Director: Dziga Vertov
Join us for classic sundays and vote for your greatest film of all time!
68 Mins / 1929 / Soviet Union

Classic Sundays logo in old style writing

Sight and Sound's 'Top 100 Greatest Films of all time' is the critics poll the magazine takes each decade with more than 1,600 critics, to test the temperature of what is considered a classic!

This year, we are screening one of the choices from the poll each month, as part of our new Sunday Classics series. At the screenings, we invite you to join the conversation and vote for YOUR own classic, which we'll screen at the end of 2024 as part of our very own Audience Poll! 

Man with a Movie Camera is what many consider to be the greatest documentary film of all time.

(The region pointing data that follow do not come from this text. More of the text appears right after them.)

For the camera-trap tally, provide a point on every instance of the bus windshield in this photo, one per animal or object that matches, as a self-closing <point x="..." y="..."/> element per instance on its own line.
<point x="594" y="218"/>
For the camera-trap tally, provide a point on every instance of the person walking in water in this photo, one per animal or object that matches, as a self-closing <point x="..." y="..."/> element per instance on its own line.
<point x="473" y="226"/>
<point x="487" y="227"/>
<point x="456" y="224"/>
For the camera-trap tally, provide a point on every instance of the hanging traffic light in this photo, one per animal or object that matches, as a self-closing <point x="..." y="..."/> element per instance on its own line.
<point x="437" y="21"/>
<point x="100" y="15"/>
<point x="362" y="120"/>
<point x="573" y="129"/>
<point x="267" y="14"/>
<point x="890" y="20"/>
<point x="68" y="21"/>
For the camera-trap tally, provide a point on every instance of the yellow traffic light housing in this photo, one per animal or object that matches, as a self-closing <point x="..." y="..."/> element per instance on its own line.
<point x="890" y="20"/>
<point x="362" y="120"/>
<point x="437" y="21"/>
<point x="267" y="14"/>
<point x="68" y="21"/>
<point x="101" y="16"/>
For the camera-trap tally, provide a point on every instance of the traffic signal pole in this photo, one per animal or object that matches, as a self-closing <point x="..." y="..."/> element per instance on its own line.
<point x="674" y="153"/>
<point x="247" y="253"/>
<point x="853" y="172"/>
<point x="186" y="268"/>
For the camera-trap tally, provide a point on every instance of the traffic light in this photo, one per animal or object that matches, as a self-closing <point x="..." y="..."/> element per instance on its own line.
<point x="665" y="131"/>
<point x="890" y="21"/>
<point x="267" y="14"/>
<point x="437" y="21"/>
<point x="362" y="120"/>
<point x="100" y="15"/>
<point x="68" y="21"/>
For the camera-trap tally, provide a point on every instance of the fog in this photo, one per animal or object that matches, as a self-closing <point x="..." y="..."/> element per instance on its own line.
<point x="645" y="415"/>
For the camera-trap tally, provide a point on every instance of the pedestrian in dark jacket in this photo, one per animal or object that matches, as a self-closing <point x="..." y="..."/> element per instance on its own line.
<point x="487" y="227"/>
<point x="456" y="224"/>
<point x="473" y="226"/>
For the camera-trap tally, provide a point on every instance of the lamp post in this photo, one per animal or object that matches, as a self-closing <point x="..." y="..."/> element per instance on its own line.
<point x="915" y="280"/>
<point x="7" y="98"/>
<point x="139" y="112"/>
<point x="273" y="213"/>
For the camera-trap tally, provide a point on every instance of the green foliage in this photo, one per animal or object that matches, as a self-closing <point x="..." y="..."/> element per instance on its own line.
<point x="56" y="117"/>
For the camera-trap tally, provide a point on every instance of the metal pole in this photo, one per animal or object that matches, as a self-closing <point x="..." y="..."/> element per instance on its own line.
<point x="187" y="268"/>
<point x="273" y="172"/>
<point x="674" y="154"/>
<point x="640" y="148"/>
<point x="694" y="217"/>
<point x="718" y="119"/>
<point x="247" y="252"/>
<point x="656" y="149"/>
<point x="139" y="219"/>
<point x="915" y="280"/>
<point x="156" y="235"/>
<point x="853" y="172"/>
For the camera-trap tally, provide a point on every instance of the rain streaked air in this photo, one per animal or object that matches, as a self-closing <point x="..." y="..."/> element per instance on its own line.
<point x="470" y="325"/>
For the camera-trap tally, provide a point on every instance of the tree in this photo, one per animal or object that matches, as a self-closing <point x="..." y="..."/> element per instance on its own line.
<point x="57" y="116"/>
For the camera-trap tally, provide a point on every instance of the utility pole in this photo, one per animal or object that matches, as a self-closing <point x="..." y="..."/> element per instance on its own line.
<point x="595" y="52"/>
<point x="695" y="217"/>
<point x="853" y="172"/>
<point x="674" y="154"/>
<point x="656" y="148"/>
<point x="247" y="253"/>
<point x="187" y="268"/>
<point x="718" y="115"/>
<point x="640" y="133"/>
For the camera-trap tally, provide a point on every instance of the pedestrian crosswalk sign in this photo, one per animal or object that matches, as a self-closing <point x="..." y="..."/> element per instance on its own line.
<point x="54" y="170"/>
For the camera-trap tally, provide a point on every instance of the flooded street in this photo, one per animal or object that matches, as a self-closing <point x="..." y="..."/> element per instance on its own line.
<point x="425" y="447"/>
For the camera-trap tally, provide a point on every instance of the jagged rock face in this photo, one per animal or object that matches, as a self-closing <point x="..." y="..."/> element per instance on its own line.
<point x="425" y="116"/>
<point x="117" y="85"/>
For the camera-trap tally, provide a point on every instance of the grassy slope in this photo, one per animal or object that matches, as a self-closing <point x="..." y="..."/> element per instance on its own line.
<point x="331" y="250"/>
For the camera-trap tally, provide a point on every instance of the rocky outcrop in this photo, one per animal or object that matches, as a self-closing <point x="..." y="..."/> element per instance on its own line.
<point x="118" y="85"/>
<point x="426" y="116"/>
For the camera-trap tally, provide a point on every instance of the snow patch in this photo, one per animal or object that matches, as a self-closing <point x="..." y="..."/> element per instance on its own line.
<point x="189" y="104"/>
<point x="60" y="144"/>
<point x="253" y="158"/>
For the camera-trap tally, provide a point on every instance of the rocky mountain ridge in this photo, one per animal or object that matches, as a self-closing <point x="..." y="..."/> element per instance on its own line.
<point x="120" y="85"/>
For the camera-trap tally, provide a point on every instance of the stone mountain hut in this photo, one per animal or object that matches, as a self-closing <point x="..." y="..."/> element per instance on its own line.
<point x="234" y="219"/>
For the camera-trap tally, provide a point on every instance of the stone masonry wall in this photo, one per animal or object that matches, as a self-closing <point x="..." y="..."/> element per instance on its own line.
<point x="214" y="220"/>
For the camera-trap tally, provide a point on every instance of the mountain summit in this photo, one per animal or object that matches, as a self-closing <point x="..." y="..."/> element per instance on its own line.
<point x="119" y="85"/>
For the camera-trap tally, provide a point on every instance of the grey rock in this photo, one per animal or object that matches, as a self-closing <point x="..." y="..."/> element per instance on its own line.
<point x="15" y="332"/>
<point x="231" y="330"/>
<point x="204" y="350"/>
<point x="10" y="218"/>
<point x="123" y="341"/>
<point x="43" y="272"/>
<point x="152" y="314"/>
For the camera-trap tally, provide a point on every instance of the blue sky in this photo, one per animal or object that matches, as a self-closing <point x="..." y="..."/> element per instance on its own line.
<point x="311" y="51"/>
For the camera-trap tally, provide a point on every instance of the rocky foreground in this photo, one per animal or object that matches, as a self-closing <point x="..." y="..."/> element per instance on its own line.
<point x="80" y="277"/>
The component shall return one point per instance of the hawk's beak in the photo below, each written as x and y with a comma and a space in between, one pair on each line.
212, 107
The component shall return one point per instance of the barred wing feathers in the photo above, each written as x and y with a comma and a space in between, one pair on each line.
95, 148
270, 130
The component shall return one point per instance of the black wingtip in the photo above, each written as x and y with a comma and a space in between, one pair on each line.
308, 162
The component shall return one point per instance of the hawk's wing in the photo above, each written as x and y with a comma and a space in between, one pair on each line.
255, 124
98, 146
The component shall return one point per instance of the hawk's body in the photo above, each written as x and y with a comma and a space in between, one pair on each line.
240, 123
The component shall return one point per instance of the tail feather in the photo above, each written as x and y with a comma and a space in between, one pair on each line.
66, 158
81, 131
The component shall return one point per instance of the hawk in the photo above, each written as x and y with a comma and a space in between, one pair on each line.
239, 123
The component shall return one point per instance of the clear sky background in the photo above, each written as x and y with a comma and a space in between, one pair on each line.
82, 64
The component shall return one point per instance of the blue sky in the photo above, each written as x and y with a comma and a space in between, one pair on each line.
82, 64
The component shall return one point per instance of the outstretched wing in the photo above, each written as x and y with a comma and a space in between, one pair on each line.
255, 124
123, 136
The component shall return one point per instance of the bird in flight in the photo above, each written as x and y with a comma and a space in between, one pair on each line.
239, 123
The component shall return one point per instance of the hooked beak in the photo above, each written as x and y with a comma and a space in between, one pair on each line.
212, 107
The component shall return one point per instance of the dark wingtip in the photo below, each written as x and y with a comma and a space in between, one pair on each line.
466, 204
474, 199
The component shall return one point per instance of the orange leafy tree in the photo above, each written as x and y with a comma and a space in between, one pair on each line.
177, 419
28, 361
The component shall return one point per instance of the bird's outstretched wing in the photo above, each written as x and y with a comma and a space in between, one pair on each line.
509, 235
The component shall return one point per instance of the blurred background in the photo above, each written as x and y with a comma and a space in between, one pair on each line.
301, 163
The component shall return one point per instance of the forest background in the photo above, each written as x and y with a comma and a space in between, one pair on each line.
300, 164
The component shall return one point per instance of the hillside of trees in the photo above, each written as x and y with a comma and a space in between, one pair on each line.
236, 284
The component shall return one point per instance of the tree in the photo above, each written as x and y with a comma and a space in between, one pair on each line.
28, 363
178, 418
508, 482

It was largely dismissed upon its initial release; the work's fast cutting, self-reflexivity, and emphasis on form over content were all subjects of criticism.

In the 2012 Sight & Sound poll, however, film critics voted it the 8th greatest film ever made, the 9th greatest in the 2022 poll, and in 2014 it was named the best documentary of all time in the same magazine.

The National Oleksandr Dovzhenko Film Centre placed it in 2021 at number three of their list of the 100 best films in the history of Ukrainian cinema. It presents urban life in Moscow, Kyiv and Odesa during the late-1920s. From dawn to dusk Soviet citizens are shown at work and at play, and interacting with the machinery of modern life.

An experimental 1929 Soviet silent documentary film, directed by Dziga Vertov,  filmed by his brother Mikhail Kaufman, and edited by Vertov's wife Yelizaveta Svilova. Together they created a new kind of cinema complete with their own cine-manifesto the Kino-Eye.

Anyone interested in cinema should see Man With a Movie Camera, famous for the range of cinematic techniques Vertov invented, employed or developed, such as multiple exposure, fast motion, slow motion, freeze frames, match cuts, jump cuts, split screens, Dutch angles, extreme close-ups, tracking shots, reversed footage, stop motion animations and self-reflexive visuals (at one point it features a split-screen tracking shot; the sides have opposite Dutch angles).